Mi libero degli indumenti ospedalieri, sostituendoli con i miei vestiti appoggiati su una sedia, dopodiché mi fermo per un momento davanti allo specchio: nel mio viso noto i segni delle mie attuali condizioni fisiche, in particolar modo i cerchi neri sotto gli occhi e le palpebre semi aperte, che da quando ho deciso di alzarmi mi stanno avvertendo delle amare conseguenze che pagherò, dandomene un assaggio con la vista a tratti appannata ed accompagnata da una finissima pulsazione sulle tempie e con il leggero tremolio del mio corpo che mi infonde una costante sensazione di perdita di equilibrio.

Ma non mi importa.

Quello che mi importa più di tutto è che John sappia la verità, allo stesso tempo non voglio che ne venga a conoscenza tramite un classico interrogatorio da parte della polizia per farmi identificare il mio aggressore, per questo motivo organizzo tutte le mie prossime mosse nei minimi particolari.
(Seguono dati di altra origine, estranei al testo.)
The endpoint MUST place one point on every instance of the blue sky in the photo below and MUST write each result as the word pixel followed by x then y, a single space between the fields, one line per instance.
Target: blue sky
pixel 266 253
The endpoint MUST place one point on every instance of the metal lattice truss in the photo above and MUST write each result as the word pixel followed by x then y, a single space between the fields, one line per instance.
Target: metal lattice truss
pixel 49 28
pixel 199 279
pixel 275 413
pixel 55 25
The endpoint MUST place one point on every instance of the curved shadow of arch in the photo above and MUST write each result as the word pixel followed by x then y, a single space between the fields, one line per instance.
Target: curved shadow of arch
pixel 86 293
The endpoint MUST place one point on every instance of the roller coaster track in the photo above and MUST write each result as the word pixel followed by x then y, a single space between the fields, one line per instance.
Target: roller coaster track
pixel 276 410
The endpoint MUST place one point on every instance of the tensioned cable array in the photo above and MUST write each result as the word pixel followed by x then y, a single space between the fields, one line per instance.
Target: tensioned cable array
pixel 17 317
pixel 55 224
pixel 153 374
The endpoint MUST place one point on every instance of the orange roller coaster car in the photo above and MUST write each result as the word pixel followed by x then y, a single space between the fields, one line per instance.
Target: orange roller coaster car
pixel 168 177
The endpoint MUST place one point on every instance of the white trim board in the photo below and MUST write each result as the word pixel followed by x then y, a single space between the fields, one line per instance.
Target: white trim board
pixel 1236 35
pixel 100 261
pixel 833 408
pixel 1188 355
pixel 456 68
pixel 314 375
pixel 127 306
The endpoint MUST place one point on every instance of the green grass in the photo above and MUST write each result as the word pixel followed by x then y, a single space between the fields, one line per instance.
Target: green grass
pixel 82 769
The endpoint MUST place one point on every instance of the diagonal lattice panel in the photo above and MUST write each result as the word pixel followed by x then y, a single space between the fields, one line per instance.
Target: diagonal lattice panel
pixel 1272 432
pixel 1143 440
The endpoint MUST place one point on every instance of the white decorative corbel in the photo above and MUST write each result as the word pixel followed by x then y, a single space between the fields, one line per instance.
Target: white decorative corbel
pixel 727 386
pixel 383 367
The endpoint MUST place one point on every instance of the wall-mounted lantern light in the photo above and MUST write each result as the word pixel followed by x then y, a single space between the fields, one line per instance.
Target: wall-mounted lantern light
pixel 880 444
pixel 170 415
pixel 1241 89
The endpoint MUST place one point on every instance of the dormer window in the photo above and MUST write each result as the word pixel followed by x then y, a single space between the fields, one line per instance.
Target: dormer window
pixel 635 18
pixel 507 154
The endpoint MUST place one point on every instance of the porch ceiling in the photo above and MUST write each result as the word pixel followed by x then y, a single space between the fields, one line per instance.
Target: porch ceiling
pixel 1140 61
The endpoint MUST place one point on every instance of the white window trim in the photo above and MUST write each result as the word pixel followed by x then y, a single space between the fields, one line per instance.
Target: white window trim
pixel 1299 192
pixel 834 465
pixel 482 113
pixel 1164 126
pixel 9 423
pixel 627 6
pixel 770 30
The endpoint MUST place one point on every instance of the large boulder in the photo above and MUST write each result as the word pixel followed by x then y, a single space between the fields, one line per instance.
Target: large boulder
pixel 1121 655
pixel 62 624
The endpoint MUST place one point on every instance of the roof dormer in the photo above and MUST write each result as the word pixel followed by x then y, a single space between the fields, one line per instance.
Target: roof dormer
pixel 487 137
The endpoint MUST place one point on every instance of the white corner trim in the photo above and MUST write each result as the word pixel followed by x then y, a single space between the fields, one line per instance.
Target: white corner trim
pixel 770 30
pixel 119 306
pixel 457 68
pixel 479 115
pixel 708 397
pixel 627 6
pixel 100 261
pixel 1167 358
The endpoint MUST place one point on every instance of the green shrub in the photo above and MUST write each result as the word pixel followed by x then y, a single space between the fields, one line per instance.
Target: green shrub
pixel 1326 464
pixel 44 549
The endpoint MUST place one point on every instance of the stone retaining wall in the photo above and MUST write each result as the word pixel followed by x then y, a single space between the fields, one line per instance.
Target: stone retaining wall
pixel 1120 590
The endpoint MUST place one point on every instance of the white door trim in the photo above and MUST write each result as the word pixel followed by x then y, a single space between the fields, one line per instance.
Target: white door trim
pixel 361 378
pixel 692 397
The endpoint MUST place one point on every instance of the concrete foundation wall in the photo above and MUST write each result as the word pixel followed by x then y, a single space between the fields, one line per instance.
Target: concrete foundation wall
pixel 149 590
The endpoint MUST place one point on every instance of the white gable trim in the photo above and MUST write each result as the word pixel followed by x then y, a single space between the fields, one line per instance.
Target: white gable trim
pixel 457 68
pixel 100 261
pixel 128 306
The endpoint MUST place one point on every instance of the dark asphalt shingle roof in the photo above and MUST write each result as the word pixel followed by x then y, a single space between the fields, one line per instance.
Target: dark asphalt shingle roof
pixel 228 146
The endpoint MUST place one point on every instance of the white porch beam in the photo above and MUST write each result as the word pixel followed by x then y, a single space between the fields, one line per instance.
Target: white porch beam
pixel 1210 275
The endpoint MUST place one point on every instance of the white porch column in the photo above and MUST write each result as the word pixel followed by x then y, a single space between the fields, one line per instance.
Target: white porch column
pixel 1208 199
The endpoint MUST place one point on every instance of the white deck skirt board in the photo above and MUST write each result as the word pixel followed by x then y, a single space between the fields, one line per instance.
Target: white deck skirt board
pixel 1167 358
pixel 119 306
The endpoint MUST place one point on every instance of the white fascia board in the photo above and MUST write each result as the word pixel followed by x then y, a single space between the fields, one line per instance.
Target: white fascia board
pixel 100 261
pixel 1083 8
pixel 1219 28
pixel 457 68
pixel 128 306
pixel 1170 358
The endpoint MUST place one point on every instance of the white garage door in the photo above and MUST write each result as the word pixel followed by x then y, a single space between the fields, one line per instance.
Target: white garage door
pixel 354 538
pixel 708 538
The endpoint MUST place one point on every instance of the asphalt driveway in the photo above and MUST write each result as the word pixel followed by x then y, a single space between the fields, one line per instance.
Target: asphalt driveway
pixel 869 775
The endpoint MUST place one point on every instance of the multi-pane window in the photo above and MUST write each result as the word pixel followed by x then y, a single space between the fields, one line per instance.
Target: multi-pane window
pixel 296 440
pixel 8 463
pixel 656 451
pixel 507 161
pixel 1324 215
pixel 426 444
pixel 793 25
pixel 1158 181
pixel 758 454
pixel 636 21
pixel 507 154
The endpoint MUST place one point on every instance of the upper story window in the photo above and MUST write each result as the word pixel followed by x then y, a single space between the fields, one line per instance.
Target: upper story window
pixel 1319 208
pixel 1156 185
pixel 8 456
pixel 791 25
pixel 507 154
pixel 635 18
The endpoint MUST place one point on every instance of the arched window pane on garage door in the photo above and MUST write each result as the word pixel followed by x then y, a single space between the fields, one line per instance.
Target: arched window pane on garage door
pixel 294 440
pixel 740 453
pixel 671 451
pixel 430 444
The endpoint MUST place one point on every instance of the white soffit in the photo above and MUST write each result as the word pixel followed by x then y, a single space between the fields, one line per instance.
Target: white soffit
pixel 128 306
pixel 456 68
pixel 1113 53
Dopo essermi calato attraverso l'unica finestra presente, prima di tutto chiamo un mio collega senzatetto, Bill Wiggins, per fornirgli la prima precisa parte delle mie istruzioni, dopodiché mi reco segretamente a Baker Street per lasciare lasciargli l'indizio principale di cui lui stesso mi ha informato dopo il nostro arrivo nell'ufficio di Magnussen: appoggio la boccetta del profumo Claire de la lune che mi è stata procurata da Wiggins come primo favore che gli ho chiesto, sul tavolino, accanto a due volumi.

Non avrei pensato che mi sarebbe tornato utile, ma come ho detto al matrimonio, John Watson mi aiuta sempre in un modo o nell'altro.

Dopo che John e gli altri si accorgeranno della mia sparizione verrano immediatamente a Baker Street, contatteranno sicuramente Lestrade ed inizieranno le ricerche sui miei possibili nascondigli sparsi per Londra, dandomi il tempo necessario per occuparmi della seconda, più complicata, parte del piano.

Mentre scavalco di nuovo la finestra del salotto da dove sono entrato, a causa dell'ennesima fitta che mi punge come la punta di un coltello sono costretto a serrare ancora la mascella e sbattere velocemente le palpebre, portandomi una mano sul punto in cui il proiettile mi ha colpito e dove ora non rimane che una ferita chiusa da dei punti; così facendo, però, mentre richiudo l'anta di vetro non riesco ad evitare di fare alcuni rumori che attireranno di sicuro chiunque sia al piano inferiore.